Namco's big media day couldn't go by without another round of hands-on time with one of our favorite RPGs, Eternal Sonata. Not a lot has changed since the last time we deeply covered this adventure, but there are a few new bits of information we're happy to pass along.
First, the gauge that runs down the left side of the screen, the one that slowly depletes as you attack in battle mode, can be minutely increased by continual attacks. So you've got five seconds of "action time," where you can run up to a monster, do some damage and then try to get out of its retaliatory reach. If you spend all that time hacking and slashing, the action meter drains slower than normal, so the more time you spend fighting and not running around, the more damage you can inflict.
The battle system, which we've already gushed about here, handles like a mix of Kingdom Hearts and Grandia - that is, it's turn-based but you still have total control of where your character is on the battle screen and actually push buttons to swing or cast spells. Items are easily accessible via an onscreen list that's both readable and unobtrusive. Loading times from overworld to battle are almost totally gone - it's a near seamless transition from one to the other.

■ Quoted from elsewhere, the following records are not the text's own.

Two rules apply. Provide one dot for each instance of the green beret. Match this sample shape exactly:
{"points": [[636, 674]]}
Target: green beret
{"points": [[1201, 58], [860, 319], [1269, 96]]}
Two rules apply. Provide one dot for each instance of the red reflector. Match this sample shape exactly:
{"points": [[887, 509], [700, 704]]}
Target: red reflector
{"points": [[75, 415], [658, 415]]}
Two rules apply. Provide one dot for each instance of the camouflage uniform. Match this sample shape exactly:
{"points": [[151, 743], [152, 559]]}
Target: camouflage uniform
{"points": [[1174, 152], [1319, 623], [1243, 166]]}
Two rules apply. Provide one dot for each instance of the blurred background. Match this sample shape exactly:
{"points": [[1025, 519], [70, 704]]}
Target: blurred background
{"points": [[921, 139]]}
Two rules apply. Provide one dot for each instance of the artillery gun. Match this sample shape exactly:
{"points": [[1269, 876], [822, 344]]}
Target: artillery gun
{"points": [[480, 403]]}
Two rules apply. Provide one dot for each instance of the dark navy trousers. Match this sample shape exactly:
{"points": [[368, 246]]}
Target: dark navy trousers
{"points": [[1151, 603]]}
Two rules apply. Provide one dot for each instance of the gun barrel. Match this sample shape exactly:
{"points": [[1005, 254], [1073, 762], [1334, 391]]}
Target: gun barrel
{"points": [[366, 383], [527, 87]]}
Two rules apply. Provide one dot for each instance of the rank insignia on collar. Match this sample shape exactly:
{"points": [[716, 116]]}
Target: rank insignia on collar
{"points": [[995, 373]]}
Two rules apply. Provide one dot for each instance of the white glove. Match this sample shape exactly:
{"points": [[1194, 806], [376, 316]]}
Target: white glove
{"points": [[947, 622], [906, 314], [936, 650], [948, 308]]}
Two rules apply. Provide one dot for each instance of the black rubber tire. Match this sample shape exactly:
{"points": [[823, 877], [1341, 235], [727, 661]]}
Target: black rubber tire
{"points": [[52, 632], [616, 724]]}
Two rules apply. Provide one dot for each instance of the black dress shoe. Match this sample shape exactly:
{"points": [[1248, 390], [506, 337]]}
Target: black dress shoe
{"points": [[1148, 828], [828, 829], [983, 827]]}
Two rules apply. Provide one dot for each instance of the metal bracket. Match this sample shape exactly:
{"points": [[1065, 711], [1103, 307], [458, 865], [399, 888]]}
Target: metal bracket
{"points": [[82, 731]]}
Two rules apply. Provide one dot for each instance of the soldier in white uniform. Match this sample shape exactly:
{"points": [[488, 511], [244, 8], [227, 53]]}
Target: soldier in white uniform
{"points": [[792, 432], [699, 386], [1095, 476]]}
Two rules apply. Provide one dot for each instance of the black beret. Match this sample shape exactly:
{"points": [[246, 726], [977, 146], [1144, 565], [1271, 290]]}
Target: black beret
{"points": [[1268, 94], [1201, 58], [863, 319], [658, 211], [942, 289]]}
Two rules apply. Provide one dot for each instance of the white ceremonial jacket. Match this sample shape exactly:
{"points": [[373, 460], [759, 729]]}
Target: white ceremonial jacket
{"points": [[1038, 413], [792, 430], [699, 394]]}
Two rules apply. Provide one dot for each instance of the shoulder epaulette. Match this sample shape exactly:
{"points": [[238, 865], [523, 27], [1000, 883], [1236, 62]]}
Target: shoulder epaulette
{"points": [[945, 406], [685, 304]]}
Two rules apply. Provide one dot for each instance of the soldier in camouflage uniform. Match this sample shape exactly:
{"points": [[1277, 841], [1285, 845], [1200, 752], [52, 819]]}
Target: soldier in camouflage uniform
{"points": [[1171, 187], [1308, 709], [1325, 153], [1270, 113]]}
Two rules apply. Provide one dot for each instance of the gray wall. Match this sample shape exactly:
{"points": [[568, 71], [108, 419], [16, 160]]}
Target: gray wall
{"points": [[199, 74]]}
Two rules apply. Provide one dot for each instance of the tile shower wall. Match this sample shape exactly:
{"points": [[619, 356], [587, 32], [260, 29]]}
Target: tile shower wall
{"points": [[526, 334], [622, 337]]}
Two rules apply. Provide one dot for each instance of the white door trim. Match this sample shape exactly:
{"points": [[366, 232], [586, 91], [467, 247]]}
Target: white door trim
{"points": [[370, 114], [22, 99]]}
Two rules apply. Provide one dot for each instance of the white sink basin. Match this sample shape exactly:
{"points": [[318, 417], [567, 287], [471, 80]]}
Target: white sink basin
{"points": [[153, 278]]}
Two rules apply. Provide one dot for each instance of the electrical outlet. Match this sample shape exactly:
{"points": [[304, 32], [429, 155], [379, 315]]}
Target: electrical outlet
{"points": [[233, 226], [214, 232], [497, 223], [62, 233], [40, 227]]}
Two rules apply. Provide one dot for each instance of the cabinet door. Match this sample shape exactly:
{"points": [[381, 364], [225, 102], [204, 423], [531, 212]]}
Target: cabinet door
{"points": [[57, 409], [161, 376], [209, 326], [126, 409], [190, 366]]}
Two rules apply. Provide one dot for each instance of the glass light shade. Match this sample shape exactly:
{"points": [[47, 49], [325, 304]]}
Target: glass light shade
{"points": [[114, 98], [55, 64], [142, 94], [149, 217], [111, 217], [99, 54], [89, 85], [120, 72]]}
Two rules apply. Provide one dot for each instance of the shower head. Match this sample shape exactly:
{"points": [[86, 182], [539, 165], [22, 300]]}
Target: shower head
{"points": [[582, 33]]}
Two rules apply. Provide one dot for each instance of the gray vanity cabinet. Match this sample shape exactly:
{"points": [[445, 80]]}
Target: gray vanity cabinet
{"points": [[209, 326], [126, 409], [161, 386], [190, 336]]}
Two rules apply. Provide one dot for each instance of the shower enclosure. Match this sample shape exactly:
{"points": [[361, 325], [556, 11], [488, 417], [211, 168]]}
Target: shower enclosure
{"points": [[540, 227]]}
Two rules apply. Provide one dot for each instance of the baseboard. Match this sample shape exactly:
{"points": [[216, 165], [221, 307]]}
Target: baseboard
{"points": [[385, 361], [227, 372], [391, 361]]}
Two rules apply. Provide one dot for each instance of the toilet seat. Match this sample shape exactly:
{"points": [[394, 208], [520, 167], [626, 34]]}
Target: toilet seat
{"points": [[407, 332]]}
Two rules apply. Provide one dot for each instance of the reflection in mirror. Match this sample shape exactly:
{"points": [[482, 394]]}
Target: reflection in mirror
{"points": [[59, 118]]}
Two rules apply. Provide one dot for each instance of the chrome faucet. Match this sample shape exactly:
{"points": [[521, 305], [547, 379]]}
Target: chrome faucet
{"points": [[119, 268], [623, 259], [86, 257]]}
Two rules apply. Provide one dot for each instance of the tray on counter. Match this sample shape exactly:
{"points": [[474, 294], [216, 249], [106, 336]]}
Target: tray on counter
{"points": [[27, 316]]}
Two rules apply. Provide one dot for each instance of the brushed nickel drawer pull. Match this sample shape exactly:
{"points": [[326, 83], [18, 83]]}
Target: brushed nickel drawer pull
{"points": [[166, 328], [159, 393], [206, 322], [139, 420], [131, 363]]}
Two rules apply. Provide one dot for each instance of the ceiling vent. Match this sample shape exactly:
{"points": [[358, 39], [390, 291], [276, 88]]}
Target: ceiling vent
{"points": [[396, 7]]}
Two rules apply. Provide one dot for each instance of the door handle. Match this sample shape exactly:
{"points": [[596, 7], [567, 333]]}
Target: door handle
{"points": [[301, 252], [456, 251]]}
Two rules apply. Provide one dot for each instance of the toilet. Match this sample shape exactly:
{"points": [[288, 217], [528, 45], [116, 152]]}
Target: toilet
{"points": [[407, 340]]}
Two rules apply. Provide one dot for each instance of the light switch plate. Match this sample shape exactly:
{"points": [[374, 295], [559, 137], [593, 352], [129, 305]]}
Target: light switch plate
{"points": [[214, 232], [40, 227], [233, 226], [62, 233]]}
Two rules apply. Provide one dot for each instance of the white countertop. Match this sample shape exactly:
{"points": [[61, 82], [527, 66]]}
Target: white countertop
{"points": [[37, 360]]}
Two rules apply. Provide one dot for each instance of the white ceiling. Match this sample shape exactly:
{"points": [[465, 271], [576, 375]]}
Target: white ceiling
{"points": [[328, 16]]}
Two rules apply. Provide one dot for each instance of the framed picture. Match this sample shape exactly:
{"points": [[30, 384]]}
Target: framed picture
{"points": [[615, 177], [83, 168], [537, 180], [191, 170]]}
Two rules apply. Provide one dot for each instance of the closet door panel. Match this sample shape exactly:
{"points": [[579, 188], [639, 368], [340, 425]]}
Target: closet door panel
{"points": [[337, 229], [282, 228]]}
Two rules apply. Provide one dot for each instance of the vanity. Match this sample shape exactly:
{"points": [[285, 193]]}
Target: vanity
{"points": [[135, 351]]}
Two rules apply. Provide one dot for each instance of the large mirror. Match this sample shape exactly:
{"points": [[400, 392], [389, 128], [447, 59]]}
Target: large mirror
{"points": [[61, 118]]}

As we mentioned in the earlier hands-on, enemies will change form when they wander from lit areas to dark, shadowy places on the battle map. We previously surmised that keeping them in their weaker state was preferable, but it turns out that the weaker version will attack faster than the puffed-up alter-ego - thus, countering or parrying the attacks is a little tougher. Which form to choose, we wonder?
Our only beef with Sonata's battles is that they may end up taking too damn long. With so many different aspects to keep track of (placement, movement, attacks, light and dark positioning, time available for attack) it seems like every enemy encounter took a lot longer than we'd like. Maybe it was just the level of the characters in this demo, that's certainly possible.
Other bits of random news include Sonata downloadable content on Live, which is limited to Chopin tracks for purchase (you can also unlock them in-game). Sorry, no Live multiplayer battles this time around, though if the game is a hit that would certainly increase the odds of us getting an online, turn-based 360 RPG in the future.